I bought a ceramic "green fry pan" at a thrift store for $2 it works OK but much more delicate than cast iron, good for when the white bass (aka sand bass) spawn late Feb/early March we paddle down the river and feast for a few days. I usually fall asleep on my chair by the fire so stuffed I cannot get up. Then if it starts to rain I may move to my hammock or perhaps before dawn... hope a raccoon or bear does not lick my lips.

----------


## hunter63

> I got to bring my favorite cast iron skillet on my canoe trip.  Made me think I'm going to turn more to canoeing and less to backpacking.


Bingo.....Agree....and you can bring more beer as well......Just saying.

----------


## gustafsj

I have a 3-quart Texsport Cook Combo from Sportsman Guide.  Little bigger, but for lightweight stainless steel, it is very reasonably priced.  I just bought one and only used it once, so can't speak for long term durability.  Seems like it should be pretty good.

----------


## Wise Old Owl

Hey folks he hasn't been here in 19 days... Now its an exercise in futility.

----------


## Grizzlyette Adams

He might be AWOL, but I (and others reading this) learned something! Thanks to all y'all. (hattip)

----------


## hunter63

The original post and poster sometimes gets lost in the mix....but still sorta fun dealing with subjects that haven't been discussed for a while......
Lot of trolls and drive-by's...but if the discussion and the membership can benefit from it....have at it.

----------


## natertot

> The original post and poster sometimes gets lost in the mix....but still sorta fun dealing with subjects that haven't been discussed for a while......
> Lot of trolls and drive-by's...but if the discussion and the membership can benefit from it....have at it.


Very true. At least it wasn't a favorite knife or someone trying to sneak in sales. Perhaps we can all have a conversation on "woods kitchen".

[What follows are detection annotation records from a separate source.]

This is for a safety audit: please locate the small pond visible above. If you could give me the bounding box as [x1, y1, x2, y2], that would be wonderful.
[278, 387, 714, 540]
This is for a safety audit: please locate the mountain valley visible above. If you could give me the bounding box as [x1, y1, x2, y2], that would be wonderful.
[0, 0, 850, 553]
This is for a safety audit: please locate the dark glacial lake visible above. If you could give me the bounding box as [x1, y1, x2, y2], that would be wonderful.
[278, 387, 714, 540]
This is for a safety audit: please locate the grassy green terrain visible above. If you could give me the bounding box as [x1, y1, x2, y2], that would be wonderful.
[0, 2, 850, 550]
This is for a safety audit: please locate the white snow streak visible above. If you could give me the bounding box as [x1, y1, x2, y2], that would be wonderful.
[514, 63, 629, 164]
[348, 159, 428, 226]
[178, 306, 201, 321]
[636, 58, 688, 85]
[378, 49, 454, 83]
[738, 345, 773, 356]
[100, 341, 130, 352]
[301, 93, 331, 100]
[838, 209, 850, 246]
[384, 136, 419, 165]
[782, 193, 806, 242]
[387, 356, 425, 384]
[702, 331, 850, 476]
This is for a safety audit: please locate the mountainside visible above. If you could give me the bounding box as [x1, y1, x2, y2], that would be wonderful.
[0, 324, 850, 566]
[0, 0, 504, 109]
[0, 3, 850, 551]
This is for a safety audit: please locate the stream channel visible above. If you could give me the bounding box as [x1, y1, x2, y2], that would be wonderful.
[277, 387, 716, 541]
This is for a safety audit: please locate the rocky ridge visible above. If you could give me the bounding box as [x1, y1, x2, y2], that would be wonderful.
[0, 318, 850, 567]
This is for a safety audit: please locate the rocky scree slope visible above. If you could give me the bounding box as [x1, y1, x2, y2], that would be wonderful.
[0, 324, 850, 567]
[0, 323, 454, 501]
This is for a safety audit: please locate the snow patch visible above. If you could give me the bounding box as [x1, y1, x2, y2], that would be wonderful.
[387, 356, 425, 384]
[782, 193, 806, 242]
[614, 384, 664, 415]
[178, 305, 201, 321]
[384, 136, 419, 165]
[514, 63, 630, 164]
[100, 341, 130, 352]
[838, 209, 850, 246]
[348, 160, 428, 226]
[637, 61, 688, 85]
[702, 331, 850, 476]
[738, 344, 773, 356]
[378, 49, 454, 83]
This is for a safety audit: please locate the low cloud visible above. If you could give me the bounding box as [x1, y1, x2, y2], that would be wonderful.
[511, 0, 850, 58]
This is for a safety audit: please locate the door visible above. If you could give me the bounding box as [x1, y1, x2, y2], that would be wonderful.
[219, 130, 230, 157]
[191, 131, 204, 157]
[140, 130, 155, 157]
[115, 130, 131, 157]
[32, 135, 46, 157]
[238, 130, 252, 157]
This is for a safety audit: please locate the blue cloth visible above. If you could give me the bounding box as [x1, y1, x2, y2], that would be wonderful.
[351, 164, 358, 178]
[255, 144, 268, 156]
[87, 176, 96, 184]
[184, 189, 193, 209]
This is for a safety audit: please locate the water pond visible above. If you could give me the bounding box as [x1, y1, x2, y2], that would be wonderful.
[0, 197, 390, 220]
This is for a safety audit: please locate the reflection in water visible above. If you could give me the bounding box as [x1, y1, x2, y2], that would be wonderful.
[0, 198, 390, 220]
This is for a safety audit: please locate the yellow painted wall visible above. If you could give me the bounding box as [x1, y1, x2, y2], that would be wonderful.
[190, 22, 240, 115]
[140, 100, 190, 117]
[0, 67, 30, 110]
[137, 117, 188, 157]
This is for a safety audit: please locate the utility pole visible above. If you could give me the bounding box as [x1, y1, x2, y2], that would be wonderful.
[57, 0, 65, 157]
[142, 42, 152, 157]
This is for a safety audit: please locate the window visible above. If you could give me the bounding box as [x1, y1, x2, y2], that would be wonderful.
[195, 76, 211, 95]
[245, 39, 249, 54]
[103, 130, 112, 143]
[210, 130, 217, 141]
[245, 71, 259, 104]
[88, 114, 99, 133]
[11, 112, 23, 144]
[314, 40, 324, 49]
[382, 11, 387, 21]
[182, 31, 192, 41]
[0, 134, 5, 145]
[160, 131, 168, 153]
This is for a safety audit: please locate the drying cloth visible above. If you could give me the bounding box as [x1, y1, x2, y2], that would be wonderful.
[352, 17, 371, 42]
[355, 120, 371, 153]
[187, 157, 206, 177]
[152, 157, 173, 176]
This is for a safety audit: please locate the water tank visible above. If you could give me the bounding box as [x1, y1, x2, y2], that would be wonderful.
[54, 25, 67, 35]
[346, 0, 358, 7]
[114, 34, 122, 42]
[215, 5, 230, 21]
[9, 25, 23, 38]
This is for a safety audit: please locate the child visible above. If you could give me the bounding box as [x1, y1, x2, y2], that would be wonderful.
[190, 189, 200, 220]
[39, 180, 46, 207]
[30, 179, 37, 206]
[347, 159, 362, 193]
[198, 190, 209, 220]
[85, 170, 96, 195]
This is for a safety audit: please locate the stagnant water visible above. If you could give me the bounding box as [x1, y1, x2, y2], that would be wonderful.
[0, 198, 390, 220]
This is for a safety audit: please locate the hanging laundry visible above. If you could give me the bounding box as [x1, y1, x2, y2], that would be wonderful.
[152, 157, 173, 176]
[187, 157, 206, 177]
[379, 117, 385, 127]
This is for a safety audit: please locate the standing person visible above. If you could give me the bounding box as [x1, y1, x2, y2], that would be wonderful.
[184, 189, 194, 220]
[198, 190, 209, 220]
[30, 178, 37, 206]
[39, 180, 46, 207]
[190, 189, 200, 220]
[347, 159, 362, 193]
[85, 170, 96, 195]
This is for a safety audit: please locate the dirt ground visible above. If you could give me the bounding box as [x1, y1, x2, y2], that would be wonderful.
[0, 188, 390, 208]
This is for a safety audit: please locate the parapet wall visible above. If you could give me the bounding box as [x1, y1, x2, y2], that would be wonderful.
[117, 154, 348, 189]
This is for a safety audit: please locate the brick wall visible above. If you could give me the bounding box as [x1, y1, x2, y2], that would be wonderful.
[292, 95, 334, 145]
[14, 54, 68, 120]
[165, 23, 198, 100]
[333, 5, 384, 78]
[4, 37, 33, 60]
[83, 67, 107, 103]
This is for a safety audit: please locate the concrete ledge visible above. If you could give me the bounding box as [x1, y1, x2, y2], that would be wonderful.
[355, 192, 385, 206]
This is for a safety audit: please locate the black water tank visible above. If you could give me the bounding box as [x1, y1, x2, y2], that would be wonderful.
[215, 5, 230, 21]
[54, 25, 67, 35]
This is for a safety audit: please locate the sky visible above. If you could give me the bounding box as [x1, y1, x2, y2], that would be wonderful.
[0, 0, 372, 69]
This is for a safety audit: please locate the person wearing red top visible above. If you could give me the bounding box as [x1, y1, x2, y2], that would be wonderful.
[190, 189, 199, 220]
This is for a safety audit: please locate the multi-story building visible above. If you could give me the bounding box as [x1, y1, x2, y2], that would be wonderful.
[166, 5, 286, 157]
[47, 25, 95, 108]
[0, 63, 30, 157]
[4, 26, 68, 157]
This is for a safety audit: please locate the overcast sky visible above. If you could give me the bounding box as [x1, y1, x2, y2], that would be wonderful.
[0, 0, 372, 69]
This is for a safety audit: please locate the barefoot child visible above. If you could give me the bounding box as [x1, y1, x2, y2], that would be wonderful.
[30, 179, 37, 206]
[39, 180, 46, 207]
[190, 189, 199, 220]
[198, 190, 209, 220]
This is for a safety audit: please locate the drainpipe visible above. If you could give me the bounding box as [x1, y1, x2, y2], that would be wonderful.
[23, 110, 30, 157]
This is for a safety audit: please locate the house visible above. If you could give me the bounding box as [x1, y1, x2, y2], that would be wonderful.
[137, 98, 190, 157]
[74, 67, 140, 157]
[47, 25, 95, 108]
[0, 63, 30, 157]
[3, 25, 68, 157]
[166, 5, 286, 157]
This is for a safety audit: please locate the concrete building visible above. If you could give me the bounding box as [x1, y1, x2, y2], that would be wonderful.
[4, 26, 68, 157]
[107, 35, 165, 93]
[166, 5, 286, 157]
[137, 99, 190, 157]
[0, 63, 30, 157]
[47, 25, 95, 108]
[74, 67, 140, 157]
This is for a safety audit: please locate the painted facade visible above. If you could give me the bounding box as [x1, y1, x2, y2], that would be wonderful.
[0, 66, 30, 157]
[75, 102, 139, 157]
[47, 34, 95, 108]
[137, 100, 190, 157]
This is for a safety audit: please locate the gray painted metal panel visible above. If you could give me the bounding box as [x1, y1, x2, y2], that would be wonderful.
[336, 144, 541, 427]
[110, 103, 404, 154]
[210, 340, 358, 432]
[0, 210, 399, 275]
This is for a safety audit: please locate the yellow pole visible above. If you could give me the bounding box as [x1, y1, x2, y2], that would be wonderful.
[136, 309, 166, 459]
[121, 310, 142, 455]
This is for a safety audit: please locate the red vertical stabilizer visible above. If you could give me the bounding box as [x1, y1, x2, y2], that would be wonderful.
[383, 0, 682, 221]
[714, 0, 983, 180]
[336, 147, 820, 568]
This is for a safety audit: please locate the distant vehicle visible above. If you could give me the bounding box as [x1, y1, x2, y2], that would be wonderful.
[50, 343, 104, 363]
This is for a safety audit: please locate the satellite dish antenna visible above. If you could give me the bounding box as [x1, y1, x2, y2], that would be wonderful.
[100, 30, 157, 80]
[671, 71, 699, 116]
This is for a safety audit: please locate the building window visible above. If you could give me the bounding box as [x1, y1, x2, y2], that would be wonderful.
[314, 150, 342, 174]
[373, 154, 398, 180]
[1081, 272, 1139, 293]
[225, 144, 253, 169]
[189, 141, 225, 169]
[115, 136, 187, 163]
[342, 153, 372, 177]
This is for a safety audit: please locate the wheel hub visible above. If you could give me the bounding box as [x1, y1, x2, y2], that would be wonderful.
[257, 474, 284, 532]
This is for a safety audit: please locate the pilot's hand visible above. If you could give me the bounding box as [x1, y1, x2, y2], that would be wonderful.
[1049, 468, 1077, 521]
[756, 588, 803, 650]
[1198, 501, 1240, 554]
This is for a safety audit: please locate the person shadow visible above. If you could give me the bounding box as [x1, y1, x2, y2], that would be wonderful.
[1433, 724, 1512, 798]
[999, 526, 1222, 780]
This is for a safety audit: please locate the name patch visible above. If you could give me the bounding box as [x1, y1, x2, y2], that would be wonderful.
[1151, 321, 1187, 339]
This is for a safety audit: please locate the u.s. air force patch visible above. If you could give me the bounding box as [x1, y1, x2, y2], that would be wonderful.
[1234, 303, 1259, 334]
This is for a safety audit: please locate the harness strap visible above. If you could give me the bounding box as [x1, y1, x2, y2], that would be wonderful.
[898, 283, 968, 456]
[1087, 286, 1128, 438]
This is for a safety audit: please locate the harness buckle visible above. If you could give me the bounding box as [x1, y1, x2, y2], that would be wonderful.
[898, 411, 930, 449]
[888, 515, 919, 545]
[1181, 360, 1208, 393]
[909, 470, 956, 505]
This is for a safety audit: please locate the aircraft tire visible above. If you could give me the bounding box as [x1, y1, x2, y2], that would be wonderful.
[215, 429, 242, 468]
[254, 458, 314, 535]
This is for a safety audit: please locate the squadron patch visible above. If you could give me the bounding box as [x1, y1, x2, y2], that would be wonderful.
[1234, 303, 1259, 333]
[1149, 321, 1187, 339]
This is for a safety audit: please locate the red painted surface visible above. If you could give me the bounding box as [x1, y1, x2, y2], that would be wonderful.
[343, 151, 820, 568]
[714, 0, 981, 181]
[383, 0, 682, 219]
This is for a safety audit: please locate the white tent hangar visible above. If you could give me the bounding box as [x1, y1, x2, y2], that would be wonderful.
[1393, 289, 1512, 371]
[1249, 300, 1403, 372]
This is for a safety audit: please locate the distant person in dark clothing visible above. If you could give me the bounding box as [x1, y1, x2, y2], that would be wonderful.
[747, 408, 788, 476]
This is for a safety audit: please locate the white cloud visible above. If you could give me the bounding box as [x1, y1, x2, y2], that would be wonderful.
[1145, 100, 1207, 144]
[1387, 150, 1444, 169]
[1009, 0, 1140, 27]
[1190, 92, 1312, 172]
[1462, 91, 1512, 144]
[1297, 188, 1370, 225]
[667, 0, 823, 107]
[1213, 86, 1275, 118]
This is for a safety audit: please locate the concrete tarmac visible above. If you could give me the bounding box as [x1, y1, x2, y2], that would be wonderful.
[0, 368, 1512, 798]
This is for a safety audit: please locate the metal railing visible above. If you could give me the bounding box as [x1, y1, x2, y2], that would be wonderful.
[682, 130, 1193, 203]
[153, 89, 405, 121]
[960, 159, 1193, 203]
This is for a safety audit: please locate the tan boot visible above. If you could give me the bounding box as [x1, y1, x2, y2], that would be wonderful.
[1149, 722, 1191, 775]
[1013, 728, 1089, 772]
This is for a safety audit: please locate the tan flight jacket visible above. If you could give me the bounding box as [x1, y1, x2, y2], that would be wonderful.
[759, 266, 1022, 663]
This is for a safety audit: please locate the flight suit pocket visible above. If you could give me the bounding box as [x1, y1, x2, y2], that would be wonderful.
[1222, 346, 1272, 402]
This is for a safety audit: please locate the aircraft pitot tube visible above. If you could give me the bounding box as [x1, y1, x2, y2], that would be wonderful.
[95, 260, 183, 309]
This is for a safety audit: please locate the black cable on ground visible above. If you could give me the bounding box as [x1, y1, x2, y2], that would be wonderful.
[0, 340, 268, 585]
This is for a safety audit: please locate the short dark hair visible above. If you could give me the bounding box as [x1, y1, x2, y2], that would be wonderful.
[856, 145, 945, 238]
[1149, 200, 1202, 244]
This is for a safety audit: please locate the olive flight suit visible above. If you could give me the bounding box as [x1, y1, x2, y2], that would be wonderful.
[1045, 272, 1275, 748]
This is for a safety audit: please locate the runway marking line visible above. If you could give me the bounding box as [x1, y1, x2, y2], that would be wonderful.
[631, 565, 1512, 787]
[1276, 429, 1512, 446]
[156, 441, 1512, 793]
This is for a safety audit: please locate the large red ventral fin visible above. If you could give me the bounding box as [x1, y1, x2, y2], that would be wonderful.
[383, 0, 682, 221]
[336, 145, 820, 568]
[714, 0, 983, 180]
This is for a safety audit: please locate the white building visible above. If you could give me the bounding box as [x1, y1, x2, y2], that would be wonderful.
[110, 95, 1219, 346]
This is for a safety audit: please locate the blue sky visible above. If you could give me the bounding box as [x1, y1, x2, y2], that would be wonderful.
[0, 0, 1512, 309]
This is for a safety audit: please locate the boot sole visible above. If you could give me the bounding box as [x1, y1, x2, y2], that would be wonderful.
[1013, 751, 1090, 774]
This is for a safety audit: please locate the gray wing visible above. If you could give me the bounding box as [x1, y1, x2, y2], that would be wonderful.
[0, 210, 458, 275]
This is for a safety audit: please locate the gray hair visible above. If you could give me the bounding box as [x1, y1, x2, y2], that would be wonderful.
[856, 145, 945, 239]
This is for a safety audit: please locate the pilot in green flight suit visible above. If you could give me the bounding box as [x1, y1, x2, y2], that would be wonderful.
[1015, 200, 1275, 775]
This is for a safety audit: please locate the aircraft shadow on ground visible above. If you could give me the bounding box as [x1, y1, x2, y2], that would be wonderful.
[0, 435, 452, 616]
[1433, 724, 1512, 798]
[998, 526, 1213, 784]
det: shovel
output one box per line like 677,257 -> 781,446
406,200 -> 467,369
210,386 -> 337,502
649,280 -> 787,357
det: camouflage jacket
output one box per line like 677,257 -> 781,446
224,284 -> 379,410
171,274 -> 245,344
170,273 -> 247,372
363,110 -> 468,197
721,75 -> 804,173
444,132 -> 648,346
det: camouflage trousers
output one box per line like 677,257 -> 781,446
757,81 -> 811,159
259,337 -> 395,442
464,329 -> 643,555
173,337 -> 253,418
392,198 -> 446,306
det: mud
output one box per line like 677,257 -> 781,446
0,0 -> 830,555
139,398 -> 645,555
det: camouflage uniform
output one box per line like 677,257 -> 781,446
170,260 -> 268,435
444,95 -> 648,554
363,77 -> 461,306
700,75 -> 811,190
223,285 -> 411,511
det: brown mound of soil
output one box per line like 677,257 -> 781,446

I typically use a canteen and canteen cup for small basic drinking and cooking when I backpack. If a buddy or two is with me, then a 1qt granite ware pot with lid tags along. I also have a milsurp pan and plate I believe is made of aluminum that lock together for storage. Inside I keep a set of milsurp utensils that lock together and they are made of stainless. Also inside is a baggie that contains packets of salt, pepper, sugar, cayenne pepper, and single serve coffee bags. I also have some of those little syrup bottles from Cracker Barrel, one filled with hot sauce and one with veggie or canola oil.

----------